Soave et al. weisen neben der Darstellung typischer Komplikationen der Hypospadieoperationen auf die Möglichkeiten ihrer Vermeidung hin. Die Häufigkeiten von Fisteln und Stenosen steigen mit der Komplexität des Eingriffs und können zur erheblichen Beeinträchtigung der psychosexuellen Funktion führen.

Offen-operative Verfahren zur Harnröhrenrekonstruktion sind bewährte Techniken mit geringem Komplikationsprofil und hohen Erfolgsraten. Kocot u. Riedmiller geben wertvolle Hinweise zur prä- und intraoperativen Erkennung möglicher Risiken und zum postoperativen Troubleshooting.

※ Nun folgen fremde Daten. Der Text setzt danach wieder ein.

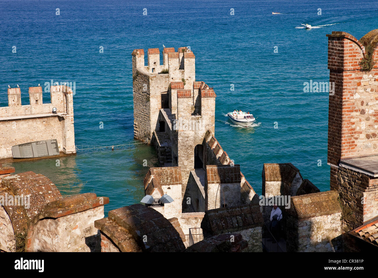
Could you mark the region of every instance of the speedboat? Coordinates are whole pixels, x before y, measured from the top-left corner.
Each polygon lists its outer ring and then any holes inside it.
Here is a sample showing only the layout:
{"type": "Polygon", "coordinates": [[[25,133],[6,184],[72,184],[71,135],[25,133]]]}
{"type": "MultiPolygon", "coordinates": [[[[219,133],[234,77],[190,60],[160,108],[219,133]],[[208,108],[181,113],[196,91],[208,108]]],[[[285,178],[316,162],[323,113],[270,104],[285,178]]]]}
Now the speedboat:
{"type": "Polygon", "coordinates": [[[234,115],[234,116],[232,112],[227,113],[230,120],[239,126],[249,126],[256,120],[252,114],[248,114],[245,112],[242,112],[241,114],[238,112],[234,115]]]}

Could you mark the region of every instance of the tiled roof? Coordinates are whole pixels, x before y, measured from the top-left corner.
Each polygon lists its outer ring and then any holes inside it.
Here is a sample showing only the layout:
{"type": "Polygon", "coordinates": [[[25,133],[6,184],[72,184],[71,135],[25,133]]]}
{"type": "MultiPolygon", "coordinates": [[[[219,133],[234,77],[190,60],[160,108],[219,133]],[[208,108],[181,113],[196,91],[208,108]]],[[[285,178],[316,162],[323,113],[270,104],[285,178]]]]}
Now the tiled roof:
{"type": "Polygon", "coordinates": [[[201,90],[201,96],[202,98],[212,98],[216,96],[212,88],[201,90]]]}
{"type": "Polygon", "coordinates": [[[378,219],[355,229],[350,233],[378,246],[378,219]]]}
{"type": "Polygon", "coordinates": [[[178,59],[178,52],[170,52],[168,54],[168,59],[178,59]]]}
{"type": "Polygon", "coordinates": [[[149,48],[148,49],[148,54],[159,54],[160,53],[160,51],[159,50],[159,48],[149,48]]]}
{"type": "Polygon", "coordinates": [[[192,92],[190,90],[181,90],[177,91],[177,98],[183,98],[192,97],[192,92]]]}
{"type": "Polygon", "coordinates": [[[184,58],[195,58],[195,56],[194,56],[194,54],[192,52],[184,52],[184,58]]]}
{"type": "Polygon", "coordinates": [[[171,82],[170,89],[173,90],[182,90],[184,89],[184,82],[171,82]]]}
{"type": "Polygon", "coordinates": [[[131,55],[133,56],[144,56],[144,50],[143,49],[134,49],[131,55]]]}
{"type": "Polygon", "coordinates": [[[208,236],[262,227],[263,222],[257,200],[246,205],[208,210],[201,227],[204,235],[208,236]]]}
{"type": "Polygon", "coordinates": [[[174,52],[174,47],[165,47],[163,50],[163,53],[169,53],[170,52],[174,52]]]}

Das Komplikationsmanagement bei der Inkontinenz- und Deszensuschirurgie wird eindrucksvoll von Hampel et al. beschrieben. Seit Einführung der spannungsfreien alloplastischen Schlingenoperationen hat sich die Zahl der Inkontinenzeingriffe verdreifacht, was zwangsläufig auch mit einer Zunahme der Komplikationen einherging. Demgegenüber ist die Sakrokolpopexie als urologische Standardoperation des weiblichen Deszensus im Gegensatz zu neueren Verfahren effektiv und komplikationsarm. Die Autoren weisen auf die Notwendigkeit der sorgfältigen Indikationsstellung und verantwortungsvollen Risiko-Nutzen-Abwägung hin.

Ritter et al. stellen die perkutane Nephrolitholapaxie als Goldstandard zur Behandlung größerer Nierensteine vor. Komplikationen lassen sich bei exakter Punktion des Nierenhohlsystems und Dilatation des Zugangswegs minimieren. Bemerkenswert ist die Tatsache, dass in Europa nur bei 10% aller Eingriffe eine ausschließlich sonographisch-gesteuerte Punktion vorgenommen wird.

Das Management von Komplikationen erfordert klinische und operative Erfahrung

Die Lektüre dieser Beiträge unterstreicht die bekannte ärztliche Maxime: Bei unserem täglichen operativen Handeln müssen wir uns die Risiken bewusst machen, unsere Patienten aufmerksam betreuen, Komplikationen früh erkennen und beherrschen sowie die Folgen entstandener Fehler vermindern. Das Management von Früh- und Spätkomplikationen erfordert klinische und operative Erfahrung, um unterschiedlichen und unerwarteten intra- und postoperativen Befunden gerecht werden zu können. In diesem Heft werden die Komplikationen typischer Fortgeschritteneneingriffe ohne Anspruch auf Vollständigkeit dargestellt. Alle Abhandlungen erlauben eine gute Übersicht über die Risiken und geben praktische Entscheidungshilfen zur Fehlervermeidung und -beherrschung.